20.2 Secondly, if Regulation 9(2) were interpreted to exclude an employee’s right to call and cross-examine witnesses, in the circumstances of this case that would render the procedure unfair – whether it had been agreed to by a trade union or not.
[21] The arbitrator’s findings to the contrary are not reasonable. Her finding that the dismissal was procedurally fair falls to be reviewed and substituted with a finding that the dismissal was procedurally unfair.[5]
[22] The applicant is therefore entitled to compensation in respect of the procedural unfairness of his dismissal. In exercising my discretion in this regard, I am mindful of the fact that compensation is in the nature of a solatium, which should be commensurate to the injury (in this case, unfair treatment) suffered. I consider compensation equal to four months’ salary[6] to be fair, having regard to the applicant’s length of service (which dates back to 1979) and the degree of the departure from a fair procedure, which was severe.
[23] As regards costs, there is no ongoing relationship between the parties and the applicant, who is an individual, has been substantially successful in the review. Costs should follow the result.
[24] In the premises, the following order is made:
Order
[1] The second respondent’s arbitration award issued under the first respondent’s case number PSSS 761-17/18 dated 21 December 2021 is partially reviewed and set aside and substituted with a finding that the applicant’s dismissal was substantively fair but procedurally unfair.

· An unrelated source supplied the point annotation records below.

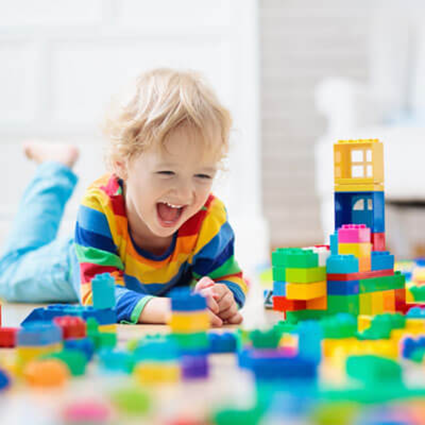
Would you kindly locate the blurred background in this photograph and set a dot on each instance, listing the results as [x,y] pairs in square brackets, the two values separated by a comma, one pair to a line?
[297,75]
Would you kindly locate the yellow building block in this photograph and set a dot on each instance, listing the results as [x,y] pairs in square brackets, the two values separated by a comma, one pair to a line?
[305,291]
[189,322]
[363,322]
[358,162]
[155,373]
[355,187]
[359,250]
[320,303]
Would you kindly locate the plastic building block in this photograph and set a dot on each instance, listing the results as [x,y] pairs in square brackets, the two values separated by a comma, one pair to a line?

[2] The third respondent is ordered to pay the applicant compensation equivalent to four (4) months’ salary in the sum of one hundred and forty thousand three hundred and thirty-two rand (R140332), less income tax, within 7 days of the date of this order.
[3] The third respondent shall pay the costs of this application.
Leslie AJ
Acting Judge of the Labour Court of South Africa
Representatives –
For the applicant: S Parker, Parker Attorneys
For the third respondent: M A McChesney, instructed by the State Attorney, Cape Town
[1] Sidumo and Another v Rustenburg Platinum Mines Ltd and Others 2008 (2) SA 24 (CC).
[2] Malan and another v Law Society, Northern Provinces [2008] ZASCA 90; 2009 (1) SA 216 (SCA) 221I-J; R v Dhlumayo & another 1948 (2) SA 677 (A) 705-6.
[3] Para 31.
[4] Of relevance for present purposes, this includes in part (y), “Any contravention of the Firearms Controls Act”.
[5] This outcome is a foregone conclusion and it would serve no purpose to remit this question to a different decision-maker, particularly given the lengthy history of this matter which dates back to 2017.
[6] The applicant’s gross salary as at the date of dismissal was R35083 per month.